L’antimatière provenant d’endroits lointains devrait être difficile à trouver. Il s’annihile lorsqu’il rencontre de la matière régulière, et plus il traverse d’espace, plus il y a de chances que ces particules se terminent. Mais une expérience dans un collisionneur de particules suggère que certaines particules d’antimatière peuvent traverser notre galaxie sans être détruites.

Dans l’espace, on pense que la version antimatière des noyaux d’atomes d’hélium, les noyaux d’antihélium, se forme lorsque les rayons cosmiques entrent en collision avec des atomes flottants. Les théories suggèrent qu’ils surviennent également lorsque des particules de matière noire, une substance mystérieuse qui remplit la majeure partie de l’univers, s’annihilent. Si des antinoyaux produits lors de telles annihilations sont détectés, ils pourraient révéler de nouvelles propriétés de la matière noire.

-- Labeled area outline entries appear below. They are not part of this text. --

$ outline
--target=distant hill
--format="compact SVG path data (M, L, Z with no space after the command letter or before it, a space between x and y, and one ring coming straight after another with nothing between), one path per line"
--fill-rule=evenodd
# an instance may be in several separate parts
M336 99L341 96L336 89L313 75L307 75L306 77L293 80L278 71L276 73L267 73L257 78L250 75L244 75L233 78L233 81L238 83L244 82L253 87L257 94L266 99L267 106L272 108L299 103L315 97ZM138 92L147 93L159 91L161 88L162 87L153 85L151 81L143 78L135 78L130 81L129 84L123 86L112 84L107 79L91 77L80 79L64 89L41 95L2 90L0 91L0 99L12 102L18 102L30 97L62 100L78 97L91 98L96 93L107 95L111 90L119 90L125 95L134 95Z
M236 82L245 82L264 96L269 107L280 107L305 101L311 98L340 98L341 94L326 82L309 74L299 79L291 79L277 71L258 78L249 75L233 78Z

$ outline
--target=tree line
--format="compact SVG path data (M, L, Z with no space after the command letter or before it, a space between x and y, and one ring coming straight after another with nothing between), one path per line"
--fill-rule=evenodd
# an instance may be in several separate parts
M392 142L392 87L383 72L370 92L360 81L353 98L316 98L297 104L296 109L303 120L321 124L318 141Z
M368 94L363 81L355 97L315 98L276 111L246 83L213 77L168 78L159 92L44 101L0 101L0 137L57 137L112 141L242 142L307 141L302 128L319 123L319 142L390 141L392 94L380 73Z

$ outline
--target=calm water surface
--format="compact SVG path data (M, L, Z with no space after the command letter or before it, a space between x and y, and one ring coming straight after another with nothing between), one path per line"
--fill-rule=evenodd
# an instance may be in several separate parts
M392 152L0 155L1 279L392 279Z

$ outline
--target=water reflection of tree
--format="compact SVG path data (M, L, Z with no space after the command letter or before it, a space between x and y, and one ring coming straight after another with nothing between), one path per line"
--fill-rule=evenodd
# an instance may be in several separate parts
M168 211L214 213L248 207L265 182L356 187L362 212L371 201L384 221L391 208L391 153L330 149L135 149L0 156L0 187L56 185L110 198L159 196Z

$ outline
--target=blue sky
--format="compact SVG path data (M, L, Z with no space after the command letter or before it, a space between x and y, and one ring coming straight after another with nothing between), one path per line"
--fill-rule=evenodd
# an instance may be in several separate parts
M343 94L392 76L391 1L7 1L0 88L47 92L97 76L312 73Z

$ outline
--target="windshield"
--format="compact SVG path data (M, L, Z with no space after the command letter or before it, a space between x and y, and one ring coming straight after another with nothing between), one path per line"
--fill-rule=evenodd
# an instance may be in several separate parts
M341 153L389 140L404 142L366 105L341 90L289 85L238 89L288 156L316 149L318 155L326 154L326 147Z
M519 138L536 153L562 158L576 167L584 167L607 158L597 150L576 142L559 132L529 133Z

Stefan Königstorfer à l’Université technique de Munich en Allemagne et des collègues du Large Hadron Collider (LHC) voulaient voir si les antinoyaux créés dans l’espace pouvaient atteindre intacts les détecteurs dans le voisinage de la Terre.

Tout d’abord, ils ont mesuré combien de noyaux d’antihélium sont détruits lorsqu’ils heurtent la matière normale à l’intérieur d’un collisionneur de particules. À l’aide du détecteur ALICE du laboratoire de physique des particules du CERN en Suisse, ils ont analysé des collisions de protons de très haute énergie et d’atomes chargés, qui ont produit des noyaux d’hélium et des noyaux d’antihélium. Les deux devaient être produits en nombre égal. Les chercheurs ont donc compté le nombre de noyaux survivants pour déduire le nombre d’antinoyaux qu’ils ont annihilés contre l’acier, le carbone et d’autres matériaux qui composent le détecteur ALICE (A Large Ion Collider Experiment).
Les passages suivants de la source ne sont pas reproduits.